When Billy was sent down for an attempted carjacking while blind drunk, Sandra blamed herself – “I was a bad mother”. Shortly after, Fusilier Lee Rigby was murdered, hacked to death by two jihadis. The two events combined in Sandra’s mind to transform her anger. Rigby’s murder “felt personal”, Wilding writes, “as though the killer with the cleaver had come for everything that mattered to her” and yet she was “powerless” to prevent it. Tommy Robinson, founder of the EDL, seemed to give a voice to that powerlessness: “No more defencelessness against an enemy in our midst. For Mum, Tommy was telling it like it is.”
Sandra knew there were many bigots in the EDL. But the more counter-protesters shouted “Nazi scum”, the more she felt condescended to by what she saw as the same middle-class liberals who had betrayed and ignored her throughout her life, the social workers and council officers who had surveilled and demeaned her, and the more her “fuck you defiance” came to the fore.
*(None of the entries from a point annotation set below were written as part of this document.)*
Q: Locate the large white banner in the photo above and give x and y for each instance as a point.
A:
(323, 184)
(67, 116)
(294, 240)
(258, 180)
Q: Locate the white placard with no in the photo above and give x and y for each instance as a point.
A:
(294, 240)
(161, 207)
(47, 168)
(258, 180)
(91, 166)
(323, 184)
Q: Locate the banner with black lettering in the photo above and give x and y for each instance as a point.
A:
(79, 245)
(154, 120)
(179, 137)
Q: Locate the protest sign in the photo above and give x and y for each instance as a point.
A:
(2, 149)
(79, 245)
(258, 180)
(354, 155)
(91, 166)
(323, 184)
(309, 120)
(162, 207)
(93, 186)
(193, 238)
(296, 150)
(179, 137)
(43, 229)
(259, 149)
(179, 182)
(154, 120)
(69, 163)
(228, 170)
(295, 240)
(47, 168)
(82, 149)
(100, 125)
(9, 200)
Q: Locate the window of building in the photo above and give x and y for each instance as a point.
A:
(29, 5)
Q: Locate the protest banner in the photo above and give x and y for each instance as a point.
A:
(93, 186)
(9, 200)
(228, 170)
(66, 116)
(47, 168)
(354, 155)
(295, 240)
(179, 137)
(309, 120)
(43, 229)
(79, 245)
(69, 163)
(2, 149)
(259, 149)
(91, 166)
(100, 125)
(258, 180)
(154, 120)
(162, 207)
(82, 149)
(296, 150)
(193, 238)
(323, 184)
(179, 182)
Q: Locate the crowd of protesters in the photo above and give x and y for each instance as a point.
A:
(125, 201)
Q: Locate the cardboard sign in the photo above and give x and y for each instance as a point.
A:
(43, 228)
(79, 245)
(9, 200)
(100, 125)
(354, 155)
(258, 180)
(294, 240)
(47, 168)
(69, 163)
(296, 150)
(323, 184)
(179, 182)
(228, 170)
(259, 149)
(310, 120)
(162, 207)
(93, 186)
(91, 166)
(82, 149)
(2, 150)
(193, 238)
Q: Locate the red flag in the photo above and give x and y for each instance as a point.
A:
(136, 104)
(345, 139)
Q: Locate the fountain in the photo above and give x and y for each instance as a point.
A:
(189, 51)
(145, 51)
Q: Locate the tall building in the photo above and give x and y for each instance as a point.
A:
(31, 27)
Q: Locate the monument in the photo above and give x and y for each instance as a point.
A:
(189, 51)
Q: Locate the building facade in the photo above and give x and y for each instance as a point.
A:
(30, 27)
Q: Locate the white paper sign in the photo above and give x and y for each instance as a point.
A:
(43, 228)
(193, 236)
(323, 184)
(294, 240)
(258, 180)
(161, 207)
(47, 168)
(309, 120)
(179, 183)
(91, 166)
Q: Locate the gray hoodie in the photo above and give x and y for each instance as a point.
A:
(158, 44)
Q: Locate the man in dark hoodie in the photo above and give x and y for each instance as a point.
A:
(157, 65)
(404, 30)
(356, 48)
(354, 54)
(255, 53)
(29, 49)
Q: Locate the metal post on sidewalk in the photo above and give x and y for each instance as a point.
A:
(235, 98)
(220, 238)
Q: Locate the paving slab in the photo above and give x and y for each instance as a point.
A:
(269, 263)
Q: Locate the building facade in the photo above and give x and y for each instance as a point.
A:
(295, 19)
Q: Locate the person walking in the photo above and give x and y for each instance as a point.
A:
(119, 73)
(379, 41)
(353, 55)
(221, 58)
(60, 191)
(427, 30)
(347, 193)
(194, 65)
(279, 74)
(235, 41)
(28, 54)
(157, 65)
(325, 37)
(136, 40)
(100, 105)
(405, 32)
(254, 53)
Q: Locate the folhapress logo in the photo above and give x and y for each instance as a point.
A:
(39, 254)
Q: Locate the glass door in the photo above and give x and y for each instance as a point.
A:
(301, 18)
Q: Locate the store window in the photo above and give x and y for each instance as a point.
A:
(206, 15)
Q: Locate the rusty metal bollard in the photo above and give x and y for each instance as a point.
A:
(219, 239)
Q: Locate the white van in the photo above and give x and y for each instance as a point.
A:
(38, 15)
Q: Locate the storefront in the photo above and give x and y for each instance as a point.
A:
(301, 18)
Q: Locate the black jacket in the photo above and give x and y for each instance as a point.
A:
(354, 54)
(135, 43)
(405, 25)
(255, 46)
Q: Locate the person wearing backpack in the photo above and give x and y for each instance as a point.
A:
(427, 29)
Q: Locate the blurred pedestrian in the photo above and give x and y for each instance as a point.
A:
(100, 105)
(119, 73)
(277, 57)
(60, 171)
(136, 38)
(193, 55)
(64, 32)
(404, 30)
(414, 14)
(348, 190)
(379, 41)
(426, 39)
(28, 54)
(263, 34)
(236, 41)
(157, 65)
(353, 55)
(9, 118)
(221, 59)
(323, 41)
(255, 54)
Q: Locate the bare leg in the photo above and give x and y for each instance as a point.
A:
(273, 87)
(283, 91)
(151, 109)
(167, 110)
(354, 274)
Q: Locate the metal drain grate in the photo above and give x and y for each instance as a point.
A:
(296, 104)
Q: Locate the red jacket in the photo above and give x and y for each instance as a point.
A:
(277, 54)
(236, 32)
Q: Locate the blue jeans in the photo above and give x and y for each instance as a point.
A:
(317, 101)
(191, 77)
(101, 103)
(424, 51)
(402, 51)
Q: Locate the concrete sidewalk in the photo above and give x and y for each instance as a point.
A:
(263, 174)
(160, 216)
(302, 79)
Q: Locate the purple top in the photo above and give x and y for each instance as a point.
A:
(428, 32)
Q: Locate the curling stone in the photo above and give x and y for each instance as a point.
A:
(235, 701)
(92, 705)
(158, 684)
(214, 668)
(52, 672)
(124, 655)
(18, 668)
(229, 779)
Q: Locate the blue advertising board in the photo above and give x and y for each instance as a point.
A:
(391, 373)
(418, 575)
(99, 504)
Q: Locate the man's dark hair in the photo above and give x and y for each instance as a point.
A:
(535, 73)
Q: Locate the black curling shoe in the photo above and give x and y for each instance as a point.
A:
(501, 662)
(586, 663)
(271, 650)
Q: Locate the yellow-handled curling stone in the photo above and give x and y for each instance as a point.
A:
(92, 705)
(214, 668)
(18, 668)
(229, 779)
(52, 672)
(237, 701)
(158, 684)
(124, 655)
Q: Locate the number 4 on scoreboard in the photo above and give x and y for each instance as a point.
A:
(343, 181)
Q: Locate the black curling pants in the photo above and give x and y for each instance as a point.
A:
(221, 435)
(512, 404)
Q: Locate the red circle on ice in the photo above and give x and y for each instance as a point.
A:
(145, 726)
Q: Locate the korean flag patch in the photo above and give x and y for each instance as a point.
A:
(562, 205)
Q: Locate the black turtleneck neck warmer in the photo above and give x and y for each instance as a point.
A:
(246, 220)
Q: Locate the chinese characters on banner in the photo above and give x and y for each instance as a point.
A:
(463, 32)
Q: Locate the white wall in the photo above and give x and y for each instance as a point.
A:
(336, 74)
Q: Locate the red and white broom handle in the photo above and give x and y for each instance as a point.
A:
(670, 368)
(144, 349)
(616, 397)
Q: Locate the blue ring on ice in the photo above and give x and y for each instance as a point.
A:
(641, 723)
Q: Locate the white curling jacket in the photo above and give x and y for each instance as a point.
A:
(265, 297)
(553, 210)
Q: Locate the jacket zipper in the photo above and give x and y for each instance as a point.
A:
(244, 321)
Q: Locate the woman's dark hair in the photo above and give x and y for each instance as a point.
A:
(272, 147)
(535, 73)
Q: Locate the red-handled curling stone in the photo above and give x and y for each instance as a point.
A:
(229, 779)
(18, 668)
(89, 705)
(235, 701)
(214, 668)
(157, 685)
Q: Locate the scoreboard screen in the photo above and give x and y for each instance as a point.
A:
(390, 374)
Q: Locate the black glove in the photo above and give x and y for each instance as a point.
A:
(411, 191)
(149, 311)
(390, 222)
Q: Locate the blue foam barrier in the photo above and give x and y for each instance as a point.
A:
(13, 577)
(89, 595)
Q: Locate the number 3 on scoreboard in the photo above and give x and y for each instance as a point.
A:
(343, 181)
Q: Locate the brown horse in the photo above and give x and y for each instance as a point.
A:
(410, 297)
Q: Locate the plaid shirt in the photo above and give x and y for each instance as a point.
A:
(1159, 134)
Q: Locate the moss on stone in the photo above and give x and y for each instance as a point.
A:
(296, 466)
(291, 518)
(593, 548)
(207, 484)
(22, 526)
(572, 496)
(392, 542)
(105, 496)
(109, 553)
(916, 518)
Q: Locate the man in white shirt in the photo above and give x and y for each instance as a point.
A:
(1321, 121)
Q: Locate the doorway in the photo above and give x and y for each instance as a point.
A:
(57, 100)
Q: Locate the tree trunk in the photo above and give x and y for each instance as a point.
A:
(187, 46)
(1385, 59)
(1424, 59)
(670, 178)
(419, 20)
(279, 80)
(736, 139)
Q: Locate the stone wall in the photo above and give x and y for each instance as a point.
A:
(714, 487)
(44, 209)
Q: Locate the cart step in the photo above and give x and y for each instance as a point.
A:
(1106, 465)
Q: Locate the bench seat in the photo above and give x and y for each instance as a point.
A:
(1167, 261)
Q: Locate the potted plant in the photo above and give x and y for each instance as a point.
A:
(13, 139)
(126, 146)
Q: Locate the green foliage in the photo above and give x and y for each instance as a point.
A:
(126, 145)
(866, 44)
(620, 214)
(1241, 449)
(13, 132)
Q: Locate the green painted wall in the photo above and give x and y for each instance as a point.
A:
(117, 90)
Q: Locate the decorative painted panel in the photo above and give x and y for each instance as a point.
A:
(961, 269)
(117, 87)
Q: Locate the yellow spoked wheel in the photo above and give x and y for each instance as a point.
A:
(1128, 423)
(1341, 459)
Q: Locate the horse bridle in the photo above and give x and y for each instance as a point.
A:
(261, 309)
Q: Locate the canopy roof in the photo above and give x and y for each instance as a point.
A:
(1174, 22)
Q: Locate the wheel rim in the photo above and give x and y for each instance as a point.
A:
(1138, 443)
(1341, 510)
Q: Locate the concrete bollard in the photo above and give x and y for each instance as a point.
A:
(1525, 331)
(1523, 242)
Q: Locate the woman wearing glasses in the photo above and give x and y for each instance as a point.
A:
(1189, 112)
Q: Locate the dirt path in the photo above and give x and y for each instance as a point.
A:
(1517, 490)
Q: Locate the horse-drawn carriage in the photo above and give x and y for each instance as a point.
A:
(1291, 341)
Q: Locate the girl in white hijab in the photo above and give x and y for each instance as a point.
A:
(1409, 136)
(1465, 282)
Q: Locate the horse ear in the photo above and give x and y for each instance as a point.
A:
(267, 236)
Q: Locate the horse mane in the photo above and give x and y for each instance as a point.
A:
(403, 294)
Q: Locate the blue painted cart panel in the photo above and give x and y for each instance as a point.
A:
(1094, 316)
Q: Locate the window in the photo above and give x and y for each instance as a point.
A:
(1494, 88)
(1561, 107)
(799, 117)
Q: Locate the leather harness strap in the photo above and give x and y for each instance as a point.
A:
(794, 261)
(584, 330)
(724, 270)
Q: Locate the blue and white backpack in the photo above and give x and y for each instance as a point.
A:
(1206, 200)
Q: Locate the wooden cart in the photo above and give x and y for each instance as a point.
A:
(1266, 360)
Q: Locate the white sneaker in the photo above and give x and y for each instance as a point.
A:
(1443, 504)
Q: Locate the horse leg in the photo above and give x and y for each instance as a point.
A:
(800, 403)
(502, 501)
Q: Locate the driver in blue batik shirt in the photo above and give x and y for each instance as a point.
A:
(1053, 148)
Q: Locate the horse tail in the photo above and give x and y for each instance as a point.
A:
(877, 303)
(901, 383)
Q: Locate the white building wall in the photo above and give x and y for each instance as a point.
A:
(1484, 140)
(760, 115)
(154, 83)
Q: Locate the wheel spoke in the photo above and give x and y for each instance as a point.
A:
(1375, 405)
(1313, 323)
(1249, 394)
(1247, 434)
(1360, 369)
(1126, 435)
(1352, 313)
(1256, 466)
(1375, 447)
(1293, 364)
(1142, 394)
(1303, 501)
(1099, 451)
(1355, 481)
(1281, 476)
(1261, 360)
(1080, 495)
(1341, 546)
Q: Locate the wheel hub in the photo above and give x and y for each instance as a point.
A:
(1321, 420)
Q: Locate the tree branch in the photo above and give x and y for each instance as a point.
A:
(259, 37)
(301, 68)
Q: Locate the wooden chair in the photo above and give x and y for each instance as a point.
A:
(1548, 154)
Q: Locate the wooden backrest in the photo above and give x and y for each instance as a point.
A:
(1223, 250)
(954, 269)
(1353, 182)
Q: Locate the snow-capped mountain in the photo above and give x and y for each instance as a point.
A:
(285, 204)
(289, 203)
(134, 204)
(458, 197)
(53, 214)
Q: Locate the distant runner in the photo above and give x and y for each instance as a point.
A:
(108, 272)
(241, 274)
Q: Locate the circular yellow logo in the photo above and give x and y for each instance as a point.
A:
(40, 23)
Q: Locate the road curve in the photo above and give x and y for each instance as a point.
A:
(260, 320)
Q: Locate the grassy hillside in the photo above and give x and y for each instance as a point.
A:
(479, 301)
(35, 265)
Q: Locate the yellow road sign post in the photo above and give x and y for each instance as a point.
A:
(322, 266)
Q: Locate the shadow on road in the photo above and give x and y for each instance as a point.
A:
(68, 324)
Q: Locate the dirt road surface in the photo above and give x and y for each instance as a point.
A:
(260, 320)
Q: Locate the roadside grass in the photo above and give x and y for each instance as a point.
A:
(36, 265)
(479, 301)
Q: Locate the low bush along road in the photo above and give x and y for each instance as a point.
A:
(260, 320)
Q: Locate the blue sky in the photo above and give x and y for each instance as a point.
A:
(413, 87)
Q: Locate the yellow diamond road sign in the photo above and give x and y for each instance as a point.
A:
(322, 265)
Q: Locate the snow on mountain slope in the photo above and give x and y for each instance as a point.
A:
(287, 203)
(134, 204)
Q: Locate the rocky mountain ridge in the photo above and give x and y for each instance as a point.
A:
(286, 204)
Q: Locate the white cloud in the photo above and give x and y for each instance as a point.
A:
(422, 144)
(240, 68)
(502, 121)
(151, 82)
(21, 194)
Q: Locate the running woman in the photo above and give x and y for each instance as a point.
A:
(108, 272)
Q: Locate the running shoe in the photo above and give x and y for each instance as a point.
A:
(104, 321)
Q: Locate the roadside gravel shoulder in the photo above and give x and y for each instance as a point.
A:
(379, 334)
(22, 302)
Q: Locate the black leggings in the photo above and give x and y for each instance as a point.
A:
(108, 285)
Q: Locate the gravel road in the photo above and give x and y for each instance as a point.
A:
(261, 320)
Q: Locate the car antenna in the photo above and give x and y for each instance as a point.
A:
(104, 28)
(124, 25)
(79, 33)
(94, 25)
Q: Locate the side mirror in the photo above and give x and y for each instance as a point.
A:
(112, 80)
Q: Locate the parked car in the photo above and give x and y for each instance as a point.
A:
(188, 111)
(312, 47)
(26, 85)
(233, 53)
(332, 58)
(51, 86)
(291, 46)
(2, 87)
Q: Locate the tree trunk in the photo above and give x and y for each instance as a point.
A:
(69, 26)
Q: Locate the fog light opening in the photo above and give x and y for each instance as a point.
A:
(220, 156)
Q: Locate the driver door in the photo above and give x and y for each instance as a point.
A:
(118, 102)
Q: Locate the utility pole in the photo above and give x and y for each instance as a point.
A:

It reinforced her view that if people like her didn’t have a voice, they would be ignored, and if they spoke up, they would be told to shut up.
What was true of Sandra has also been true of hundreds of thousands of others who, abandoned by the traditional parties, have themselves abandoned those parties and searched for a home and an identity elsewhere. It is a tragedy of today’s politics that, for too many, working-class defiance finds its outlet in racist organisations and reactionary parties, and that the left’s neglect of class politics, and embrace of identitarian arguments, has left it with little moral standing to challenge that.